Nesse sentido, o mundo da velocidade supersônica é mote, também, às reflexões de Martha Medeiros, em seu artigo “Velocidade Máxima”. O título não é mera coincidência. A referência ao filme leva o leitor a recriar na mente o tempo reafirmado, a todo instante, como o fio condutor das relações de sobrevivência nos dias de hoje. Assim, competente é o indivíduo que dobra suas ações-reflexões, superando os limites de tempo. É preciso arriscar-se e a tomada de decisões vale pela competência do indivíduo em efetivá-las no mínimo de tempo e máximo de acerto.
Para além da apelação ao tempo, que impõe um viver no ritmo acelerado e cada vez mais potente das máquinas, os autores alertam para a percepção de que o ser humano está na UTI das relações interpessoais e consigo mesmo. Afinal, a quem se busca satisfazer? Ao ritmo veloz ditado pelo consciente coletivo do mundo seduzido pela tecnologia ou aos nossos próprios desejos de (re)criar o mundo, visando a uma melhora de nossa qualidade de vida? Não é à toa que dados estatísticos mostram, cada vez mais, um ser humano debilitado física e emocionalmente. No entanto, não há como evitar essa vertigem cronológica.

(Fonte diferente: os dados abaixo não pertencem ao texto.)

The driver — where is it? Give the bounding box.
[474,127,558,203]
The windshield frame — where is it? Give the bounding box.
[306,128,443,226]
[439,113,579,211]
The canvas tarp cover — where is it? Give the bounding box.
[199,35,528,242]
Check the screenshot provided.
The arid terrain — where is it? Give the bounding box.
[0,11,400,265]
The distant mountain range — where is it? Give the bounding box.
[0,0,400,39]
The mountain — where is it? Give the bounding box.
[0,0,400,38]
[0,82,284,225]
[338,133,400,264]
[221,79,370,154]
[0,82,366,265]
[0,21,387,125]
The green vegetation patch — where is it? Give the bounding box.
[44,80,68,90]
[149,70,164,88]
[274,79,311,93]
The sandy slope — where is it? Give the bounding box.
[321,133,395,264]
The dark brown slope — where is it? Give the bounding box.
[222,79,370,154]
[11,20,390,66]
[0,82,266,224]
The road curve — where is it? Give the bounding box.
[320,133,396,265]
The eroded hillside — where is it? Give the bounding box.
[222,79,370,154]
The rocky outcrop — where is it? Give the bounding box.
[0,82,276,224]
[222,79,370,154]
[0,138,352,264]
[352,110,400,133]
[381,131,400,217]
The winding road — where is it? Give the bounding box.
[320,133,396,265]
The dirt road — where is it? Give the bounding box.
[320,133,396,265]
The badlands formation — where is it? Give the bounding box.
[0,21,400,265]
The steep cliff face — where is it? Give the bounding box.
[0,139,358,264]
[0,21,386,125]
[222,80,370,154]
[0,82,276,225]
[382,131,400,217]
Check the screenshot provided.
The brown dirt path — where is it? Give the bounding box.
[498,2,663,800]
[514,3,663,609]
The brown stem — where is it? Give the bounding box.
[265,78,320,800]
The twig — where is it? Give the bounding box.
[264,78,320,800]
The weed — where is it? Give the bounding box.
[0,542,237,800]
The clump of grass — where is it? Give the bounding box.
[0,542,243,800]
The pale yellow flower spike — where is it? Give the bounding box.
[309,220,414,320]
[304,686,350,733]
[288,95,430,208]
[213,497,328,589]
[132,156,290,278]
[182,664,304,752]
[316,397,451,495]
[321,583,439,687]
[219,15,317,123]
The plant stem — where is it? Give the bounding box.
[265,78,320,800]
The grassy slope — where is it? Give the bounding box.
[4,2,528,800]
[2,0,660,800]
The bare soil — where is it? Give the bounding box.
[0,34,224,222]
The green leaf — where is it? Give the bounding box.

Então, é preciso, como medida de valoração à criatividade, à vida mesma, a retomada do ritmo ancestral da humanidade, contraponto à artificialidade vertiginosa da vida urbana, pois à proporção que se entende que, mesmo estando, virtualmente, em todos os lugares, a todo instante, SER mais é irrefutavelmente benéfico, pois movimentar o olhar na direção de pequenos fatos, ingênuos até, pode e vivifica muito mais a capacidade criadora de melhor e mais utilmente sobreviver, já que no pôr-do-sol, no ritmo do beija-flor (acelerado, porém belo porque é de sua natureza), no ciclo das quatro estações, entoadas nas notas de Vivaldi, há uma harmonia que não foi imposta nem é comando. Ela se realiza e se reinventa, sem pré-determinismos. Dessa maneira, a desaceleração é a opção que qualitativamente engendrará vivências espirituais e físicas que privilegiem a construção de um sujeito satisfeito em suas realizações pessoais e interpessoais, ou seja, um sujeito envolvido plenamente com seu ser-estar no mundo, motivado pelo ritmo de suas conquistas acontecidas no plano de suas escolhas conscientes ou surgidas como desafio à sua própria condição de não ser o detentor pleno de seu destino. Não se pode entender isso como pólos extremos: comodismo numa ponta e ação, a curto prazo, na outra.
Assim, a forma de viver é aproximação, é comunicação, é aprendizado, é recuo e avanço, é virtude ou vício selecionado entre muitas outras possibilidades de se estar ao lado da humanidade, em primeira e última instância. Afinal, a vida não pode jamais ser submetida ao despertador do lado da cama ou ao comando do toque do celular, que anuncia um novo compromisso a cada instante. Então, lembrando Pessoa, ‘navegar é preciso“, porém não custa nada observar a paisagem que se descortina, sem grandes embates e conflitos cronológicos.
Referências
Alves, R. A Pedagogia dos Caracóis in www.revistaeducacao.com.br
Medeiros, M. Velocidade Máxima. Exame, 15 de dezembro de 1999.